I can remember listening when I was seventeen to Sinatra singing “When I was seventeen…” (in “It Was a Very Good Year”) and finding him a comfortably sturdy presence: not at that point for any perceived tenderness or intellectual sympathy or aesthetic daring, but simply for having gone through life apparently without compromise, and having thereby earned respect even for those wretched late-career movie vehicles in which he didn’t do much more than show up. There was a lot we didn’t know then, and as Kaplan makes clear there is much more that surely will never be known about a life lived in so intense and crowded a fashion. This lover of Puccini made a kind of gaudy opera of his life, so that every time he sings a song he is in character, enacting one scene or another of a single great drama.

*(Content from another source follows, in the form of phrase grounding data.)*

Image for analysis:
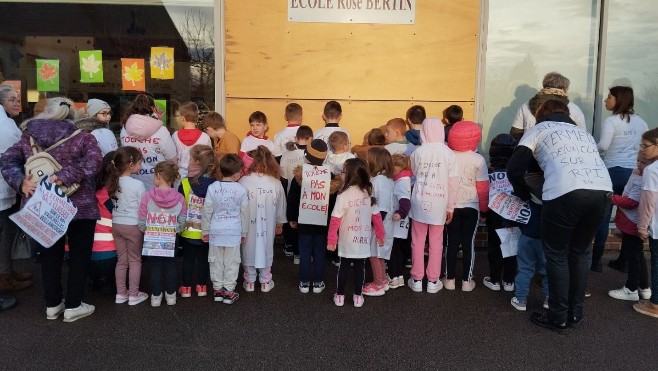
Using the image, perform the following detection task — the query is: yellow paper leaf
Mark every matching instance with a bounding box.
[123,62,144,87]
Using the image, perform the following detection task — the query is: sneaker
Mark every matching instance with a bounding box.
[503,282,515,292]
[299,282,310,294]
[353,294,364,308]
[214,288,227,302]
[128,292,148,306]
[389,276,404,289]
[608,287,639,301]
[407,278,422,292]
[530,311,568,335]
[283,245,294,257]
[640,288,652,300]
[427,280,443,294]
[0,295,17,311]
[333,294,345,307]
[442,278,456,291]
[585,288,592,298]
[293,255,300,265]
[151,293,163,307]
[46,301,65,320]
[261,280,275,293]
[196,285,207,297]
[633,300,658,318]
[165,292,176,305]
[312,281,326,294]
[178,286,192,298]
[404,259,412,269]
[462,280,476,292]
[243,281,255,292]
[543,296,549,309]
[63,303,95,323]
[483,277,501,291]
[223,290,239,304]
[362,283,385,297]
[115,294,128,304]
[332,258,340,267]
[511,297,527,311]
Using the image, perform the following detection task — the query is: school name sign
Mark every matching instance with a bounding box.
[288,0,415,24]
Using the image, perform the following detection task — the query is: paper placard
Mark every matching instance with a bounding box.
[489,192,531,224]
[121,58,146,91]
[154,99,167,125]
[184,194,204,232]
[288,0,416,24]
[36,59,59,92]
[488,171,514,204]
[298,164,331,226]
[79,50,104,83]
[150,47,174,79]
[496,227,521,258]
[142,211,177,257]
[10,177,77,248]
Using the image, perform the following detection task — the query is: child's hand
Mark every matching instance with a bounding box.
[275,224,283,235]
[202,234,209,243]
[327,244,337,251]
[392,213,401,221]
[446,211,453,224]
[241,236,246,244]
[479,215,486,223]
[639,231,649,241]
[289,221,298,229]
[377,238,385,247]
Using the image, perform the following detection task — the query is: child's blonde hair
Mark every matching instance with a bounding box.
[391,153,411,171]
[247,146,280,179]
[154,160,180,186]
[189,144,219,184]
[328,131,349,152]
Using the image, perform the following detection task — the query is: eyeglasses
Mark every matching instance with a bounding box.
[97,111,113,116]
[640,143,657,149]
[4,98,20,105]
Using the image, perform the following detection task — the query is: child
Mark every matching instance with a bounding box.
[138,161,186,307]
[239,146,287,292]
[609,152,652,301]
[274,103,303,159]
[443,121,489,291]
[389,154,412,289]
[172,102,212,178]
[408,118,457,293]
[483,134,518,292]
[201,112,241,157]
[352,128,386,160]
[202,154,249,304]
[75,98,118,156]
[442,105,463,143]
[327,158,386,307]
[240,111,277,156]
[362,147,395,296]
[314,100,350,149]
[109,147,148,306]
[178,145,218,298]
[404,105,426,148]
[324,131,355,176]
[287,139,337,294]
[384,118,412,155]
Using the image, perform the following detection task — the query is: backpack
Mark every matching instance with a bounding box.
[24,130,82,196]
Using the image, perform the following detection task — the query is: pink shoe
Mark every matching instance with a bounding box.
[353,294,364,308]
[196,285,207,297]
[243,281,255,292]
[333,294,345,307]
[362,282,385,297]
[115,294,128,304]
[178,286,192,298]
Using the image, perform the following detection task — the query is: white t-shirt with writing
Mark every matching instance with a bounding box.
[393,175,412,238]
[112,176,146,225]
[274,126,300,158]
[204,181,249,248]
[453,150,489,210]
[642,161,658,238]
[332,185,380,259]
[240,135,277,156]
[371,174,395,258]
[409,143,457,224]
[519,121,612,200]
[597,114,648,169]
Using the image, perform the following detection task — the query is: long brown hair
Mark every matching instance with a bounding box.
[189,144,219,184]
[247,145,280,179]
[367,147,394,178]
[339,158,376,205]
[122,94,155,125]
[609,86,635,122]
[154,160,179,186]
[106,147,143,198]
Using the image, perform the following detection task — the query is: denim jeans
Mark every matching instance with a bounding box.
[650,238,658,305]
[514,234,548,301]
[592,166,632,263]
[298,232,326,283]
[149,257,177,296]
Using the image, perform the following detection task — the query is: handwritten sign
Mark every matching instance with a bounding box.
[489,192,530,224]
[288,0,415,24]
[10,177,77,247]
[143,211,177,257]
[496,227,521,258]
[299,164,331,226]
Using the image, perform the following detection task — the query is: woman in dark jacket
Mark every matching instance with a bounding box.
[0,97,103,322]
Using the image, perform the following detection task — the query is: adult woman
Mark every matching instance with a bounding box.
[510,72,587,140]
[508,100,612,333]
[0,97,103,322]
[592,86,649,272]
[120,94,176,189]
[0,85,30,300]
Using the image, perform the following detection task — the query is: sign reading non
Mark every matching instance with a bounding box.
[289,0,416,24]
[143,211,177,257]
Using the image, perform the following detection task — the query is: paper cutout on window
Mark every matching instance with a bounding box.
[154,99,167,125]
[79,50,104,83]
[36,59,59,92]
[150,47,174,80]
[121,58,145,91]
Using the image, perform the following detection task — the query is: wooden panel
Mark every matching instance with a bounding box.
[225,0,479,102]
[226,98,474,145]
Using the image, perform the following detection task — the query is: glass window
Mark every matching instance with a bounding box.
[0,0,215,134]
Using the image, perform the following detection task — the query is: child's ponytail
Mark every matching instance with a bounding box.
[107,147,143,198]
[339,158,376,204]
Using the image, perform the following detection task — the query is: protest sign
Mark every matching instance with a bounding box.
[496,227,521,258]
[184,194,204,232]
[10,177,77,248]
[488,171,514,204]
[488,192,531,224]
[298,164,331,226]
[143,211,177,257]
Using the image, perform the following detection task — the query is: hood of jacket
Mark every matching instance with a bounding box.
[25,119,78,148]
[188,175,216,198]
[177,128,203,146]
[528,89,569,116]
[419,117,444,144]
[75,117,107,133]
[405,129,421,146]
[125,114,163,140]
[148,187,183,209]
[447,121,481,152]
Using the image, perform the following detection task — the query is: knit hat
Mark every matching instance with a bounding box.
[305,139,328,166]
[86,99,110,119]
[489,133,517,169]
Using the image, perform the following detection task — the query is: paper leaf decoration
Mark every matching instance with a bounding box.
[79,50,104,83]
[154,99,167,125]
[121,58,145,91]
[150,47,174,79]
[36,59,59,92]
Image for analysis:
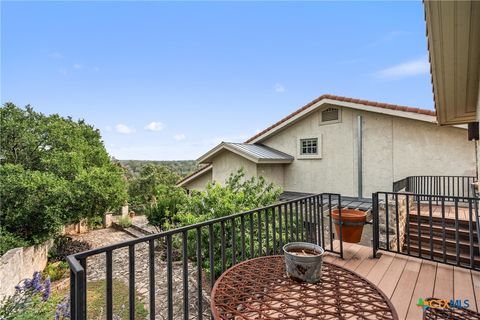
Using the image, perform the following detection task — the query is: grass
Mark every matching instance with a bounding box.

It is true, as David Lehman notes, that these days Sinatra figures constantly as background music:

You will hear him in commercials for vodka or sour mash whiskey, as segue music on radio and television, as the background music in the restaurant with steak and chops on the menu and a full bar, as the music in your head, as the song playing over the movie’s opening credits…or closing credits.

But it is hard to imagine him fading into the background. He continues to insist on being there, a prodigious eruption of the life force always touched with the outrageous. Then again, as his daughter Tina has noted: “Had he been a healthier, less tortured man, he might have been Perry Como.”